G: Oui c'est clair mais à l'écoute du disque, je ne pense pas qu'il y ait de sons électros vraiment frappants.
B: Je crois que de toute façon, il n'y a plus tellement de barrières entre le rock et l'électro. Dans le dernier album de The Hives que j'adore, ils ont fait plein de bidouilles un peu dans tout les sens, ils ont coupé des trucs à l'ordinateur. Donc je pense que maintenant il n'y a pas tellement de limites. Les mecs qui font de l'électronique mettent des guitares un peu partout. Il n'y a plus vraiment de barrières : c'est juste de la musique.

AR : Pour revenir à ces références rock, ce qui crie, je trouve, sur cet album c'est l'influence Bowie, dans la voix, dans les mimiques vocales, est-ce que vous revendiquez cette ressemblance ?

G: On adore Bowie. On nous dit le souvent mais ça n'a pas été un parti pris.

AR : Lequel des deux a la voix de Bowie ?

G: C'est lui. Moi j'ai la voix à Démis Roussos (rires).

AR : C'est vrai qu'on est assez dérouté parce que vous faites tout l'un et l'autre.

G: Oui, je trouve ça assez rigolo. Sur scène je fais la guitare, lui fait la basse. Mais sur le disque il y a des morceaux où c'est lui qui fait la guitare et moi la basse. Il chante un petit peu plus quand même puisqu'il ne veut pas me laisser chanter.

AR : On aime une chanson plus particulièrement, " Ou est le plaisir " la seule chanson en français de l'album. C'est le fruit d'une expérience personnelle ?

G: Oui c'est un peu autobiographique, on est des fétards, on aime bien les endroits un petit peu sombre ...

AR : Vous touchez des royalties avec Zubrowska ? (rires)

B: Non même pas, on a fait ça exprès pour être sponsorisé et puis ça ne marche pas. Sinon nous on écoute aussi beaucoup de chansons françaises, Gainsbourg, Polnareff et donc on avait le souci d'écrire aussi en français mais c'est assez exigeant comme langue. En plus, la musique qui nous vient spontanément est une musique assez anglo-saxonne. Donc on a adapté une musique spécifiquement pour la langue française sur ce morceau.

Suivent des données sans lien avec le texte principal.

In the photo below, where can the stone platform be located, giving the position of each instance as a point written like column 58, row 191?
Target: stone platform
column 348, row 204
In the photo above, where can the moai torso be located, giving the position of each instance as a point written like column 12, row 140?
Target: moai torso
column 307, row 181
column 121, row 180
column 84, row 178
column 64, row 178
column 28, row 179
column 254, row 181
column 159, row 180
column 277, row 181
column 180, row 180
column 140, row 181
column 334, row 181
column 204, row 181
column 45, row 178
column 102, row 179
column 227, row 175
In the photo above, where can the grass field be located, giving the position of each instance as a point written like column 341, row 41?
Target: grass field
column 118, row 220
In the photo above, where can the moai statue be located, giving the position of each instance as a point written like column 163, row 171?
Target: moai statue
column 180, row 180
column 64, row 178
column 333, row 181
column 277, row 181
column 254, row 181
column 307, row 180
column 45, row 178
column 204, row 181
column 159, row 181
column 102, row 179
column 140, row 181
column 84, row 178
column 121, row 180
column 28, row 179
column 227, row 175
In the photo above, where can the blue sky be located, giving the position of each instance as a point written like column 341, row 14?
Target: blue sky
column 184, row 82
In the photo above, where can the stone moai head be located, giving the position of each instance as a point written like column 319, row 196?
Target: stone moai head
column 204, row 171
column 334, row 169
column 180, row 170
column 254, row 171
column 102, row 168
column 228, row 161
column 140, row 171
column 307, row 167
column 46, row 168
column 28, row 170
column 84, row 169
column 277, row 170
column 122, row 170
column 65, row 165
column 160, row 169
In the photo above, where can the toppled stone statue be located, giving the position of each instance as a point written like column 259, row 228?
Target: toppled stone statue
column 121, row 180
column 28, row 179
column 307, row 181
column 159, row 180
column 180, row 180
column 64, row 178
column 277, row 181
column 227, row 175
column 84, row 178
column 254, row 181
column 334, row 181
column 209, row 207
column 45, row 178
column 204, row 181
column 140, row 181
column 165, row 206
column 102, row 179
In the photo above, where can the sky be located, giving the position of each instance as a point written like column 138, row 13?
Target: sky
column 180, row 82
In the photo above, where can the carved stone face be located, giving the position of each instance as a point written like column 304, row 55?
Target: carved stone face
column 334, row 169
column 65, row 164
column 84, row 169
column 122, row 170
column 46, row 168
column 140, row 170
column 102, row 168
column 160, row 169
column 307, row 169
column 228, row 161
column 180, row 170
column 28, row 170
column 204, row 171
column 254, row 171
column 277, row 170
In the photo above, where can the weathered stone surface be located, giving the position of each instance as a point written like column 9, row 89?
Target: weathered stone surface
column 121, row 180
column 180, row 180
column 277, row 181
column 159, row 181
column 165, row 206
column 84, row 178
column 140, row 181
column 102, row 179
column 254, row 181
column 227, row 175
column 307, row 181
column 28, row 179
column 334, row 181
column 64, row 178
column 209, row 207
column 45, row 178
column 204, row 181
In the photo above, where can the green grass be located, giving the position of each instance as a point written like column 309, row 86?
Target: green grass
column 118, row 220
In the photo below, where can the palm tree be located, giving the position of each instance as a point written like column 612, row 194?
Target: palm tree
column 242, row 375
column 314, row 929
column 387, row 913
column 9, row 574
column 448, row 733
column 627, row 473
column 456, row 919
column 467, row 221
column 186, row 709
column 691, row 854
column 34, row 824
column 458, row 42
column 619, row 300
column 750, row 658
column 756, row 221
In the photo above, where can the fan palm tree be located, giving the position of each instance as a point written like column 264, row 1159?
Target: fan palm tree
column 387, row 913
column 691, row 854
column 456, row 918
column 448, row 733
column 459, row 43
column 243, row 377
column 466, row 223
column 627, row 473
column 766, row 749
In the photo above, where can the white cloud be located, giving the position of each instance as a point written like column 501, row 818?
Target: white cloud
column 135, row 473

AR : Vous avez hésité à mettre ce morceau sur l'album ?

B: Oui un peu, il détonne mais en même temps, de tous les morceaux en français qu'on a fait c'est celui-ci qui s'accorde le plus avec l'album.

AR : C'est risqué c'est vrai, moi je le trouve personnellement excellent mais par rapport au reste de l'album c'est déroutant.

G: T'as l'impression qu'il y a eu un problème de gravure (rires)
B: En même temps ce n'est pas une grande chanson à textes, c'est quand même un peu ludique donc dans l'esprit de l'album ça s'intègre quand même bien. C'est le côté ludique qui les rassemble.
G: C'est quand même un peu de la fiction, l'histoire d'un mec qui se prend des râteaux alors que nous, ça nous arrive jamais (rires). Sur tout le reste de l'album, c'est quand même une musique assez frime, avec des paillettes à la con. Donc ce morceau là c'est une façon de contrebalancer un petit peu, le côté frimeur etc... qui est de la fiction d'ailleurs.

AR : Vous avez des idées pour le prochain album ?

G: Oui on a déjà plein de morceaux.

AR : On va en entendre ce soir ?

B: Oui il y a des morceaux qu'on va jouer qui ne sont pas sur le disque.

G: Il y en a même qui sont sur le disque et qu'on ne va pas jouer. Comme on vous a dit, ce disque pour nous il est fini depuis un bout de temps donc on est déjà impatient de plancher sur le prochain.



AR : Vous avez déjà fait pas mal de dates en France, comment percevez-vous l'accueil du public ?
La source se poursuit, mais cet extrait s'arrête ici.